おはえお前ははらないへど分からないけどほへのはほふなんはろ俺の家族なんだろ? ひゃあじゃあひっとほれはきっと俺はおはえのはいはんはなお前の兄なんだな


 そう言うと、ローロは過呼吸になるくらい笑った。笑い過ぎて目を付けられ、とうとう首を落とされて殺されてしまった。

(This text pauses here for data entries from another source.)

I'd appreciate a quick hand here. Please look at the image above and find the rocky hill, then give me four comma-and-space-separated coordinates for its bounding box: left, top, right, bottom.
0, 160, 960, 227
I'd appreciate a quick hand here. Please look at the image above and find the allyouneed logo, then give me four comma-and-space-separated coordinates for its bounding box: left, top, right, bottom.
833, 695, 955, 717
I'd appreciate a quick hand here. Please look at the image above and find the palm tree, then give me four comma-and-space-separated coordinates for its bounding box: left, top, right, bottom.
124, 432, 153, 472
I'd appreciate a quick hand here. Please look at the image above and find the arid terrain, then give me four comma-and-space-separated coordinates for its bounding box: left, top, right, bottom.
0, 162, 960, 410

 そうして、復活してやっとまともな姿で現れたローロが、まだボロボロのままのレンニルに言ったのだ。


『そうだね~。じゃ、よろしくね、お兄ちゃん♡』


 それから、レンニルとローロは、何度もその村で苛烈な折檻に遭った。機を見て逃げ出しても、逃げ出した先で同じような目に何度も遭った。

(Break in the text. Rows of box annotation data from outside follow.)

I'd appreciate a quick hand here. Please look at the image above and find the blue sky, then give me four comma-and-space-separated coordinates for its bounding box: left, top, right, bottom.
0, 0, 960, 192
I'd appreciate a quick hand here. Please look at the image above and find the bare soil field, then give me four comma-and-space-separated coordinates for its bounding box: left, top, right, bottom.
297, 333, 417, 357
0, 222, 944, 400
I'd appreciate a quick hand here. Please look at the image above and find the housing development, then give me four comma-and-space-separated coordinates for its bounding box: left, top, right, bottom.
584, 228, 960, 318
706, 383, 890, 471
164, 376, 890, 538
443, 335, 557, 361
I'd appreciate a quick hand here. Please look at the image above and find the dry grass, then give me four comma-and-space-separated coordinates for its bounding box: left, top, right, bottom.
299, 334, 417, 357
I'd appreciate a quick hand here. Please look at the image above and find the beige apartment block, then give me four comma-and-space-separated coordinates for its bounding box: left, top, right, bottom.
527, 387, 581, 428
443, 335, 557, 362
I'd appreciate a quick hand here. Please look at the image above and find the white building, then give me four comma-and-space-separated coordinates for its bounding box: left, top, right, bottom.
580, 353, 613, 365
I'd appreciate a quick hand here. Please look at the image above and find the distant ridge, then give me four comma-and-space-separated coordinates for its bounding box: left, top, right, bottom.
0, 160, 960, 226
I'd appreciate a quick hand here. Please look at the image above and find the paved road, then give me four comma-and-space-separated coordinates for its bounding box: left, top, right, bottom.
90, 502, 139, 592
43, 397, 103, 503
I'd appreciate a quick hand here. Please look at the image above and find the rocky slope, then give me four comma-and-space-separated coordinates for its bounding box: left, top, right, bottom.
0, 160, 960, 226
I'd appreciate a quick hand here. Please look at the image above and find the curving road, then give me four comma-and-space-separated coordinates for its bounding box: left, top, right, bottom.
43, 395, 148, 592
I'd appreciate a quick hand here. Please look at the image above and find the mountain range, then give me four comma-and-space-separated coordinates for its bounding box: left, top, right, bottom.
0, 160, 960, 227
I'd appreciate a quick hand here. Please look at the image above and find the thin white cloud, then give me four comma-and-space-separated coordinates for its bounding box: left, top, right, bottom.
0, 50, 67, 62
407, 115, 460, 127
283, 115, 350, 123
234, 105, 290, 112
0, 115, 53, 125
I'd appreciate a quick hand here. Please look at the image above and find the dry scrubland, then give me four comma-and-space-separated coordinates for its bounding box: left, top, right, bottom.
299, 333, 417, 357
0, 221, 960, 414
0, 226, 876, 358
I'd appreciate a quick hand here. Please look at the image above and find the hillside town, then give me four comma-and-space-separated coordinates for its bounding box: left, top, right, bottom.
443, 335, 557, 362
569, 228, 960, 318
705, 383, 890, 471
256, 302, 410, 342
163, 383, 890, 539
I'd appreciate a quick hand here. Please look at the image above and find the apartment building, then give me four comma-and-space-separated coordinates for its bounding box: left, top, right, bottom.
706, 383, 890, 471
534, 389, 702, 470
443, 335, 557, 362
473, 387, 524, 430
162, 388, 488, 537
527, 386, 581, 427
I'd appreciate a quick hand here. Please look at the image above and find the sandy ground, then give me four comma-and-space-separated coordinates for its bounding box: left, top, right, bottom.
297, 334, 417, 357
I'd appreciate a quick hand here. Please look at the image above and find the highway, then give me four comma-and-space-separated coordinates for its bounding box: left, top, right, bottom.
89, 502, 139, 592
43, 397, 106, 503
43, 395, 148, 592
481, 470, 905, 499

 その度に、レンニルとローロは、並んでひどい目に遭ってきた。自分たちは極めて弱い、無力な魔人だから。


 それでも見捨てず、並んで不幸になることが、家族の絆なのだと信じていた。












 レンニルの策のハマリ方は、我ながら見事な物だった。


「あの三人だろ。リーダーキリエは思った以上にやるが、それ以外はザコも同然だ。上手く罠にかけて、先に分け身をもらうぞ」


「そうだね~。お兄ちゃんの今の魔術なら、結構簡単だと思う。じゃ、よろしく~」


 打ち合わせてやったことは、そう難しくない。


 目標ことクライナーツィルクスは、戦闘力として見るなら、キリエのワンマンチームだ。


 キリエは強い。油断すると、一回二回殺されてもおかしくないくらいの魔術を有している。


 しかし一方で、キリエはローロに絶対的に弱かった。ローロが居れば、キリエはその場から逃げざるを得ない。


 つまり、それだけだ。


 レンニルは隙を見て、獣人魔人リィルをグレイプニールで捕まえ、キリエが助けに来ようとするのをローロがけん制する。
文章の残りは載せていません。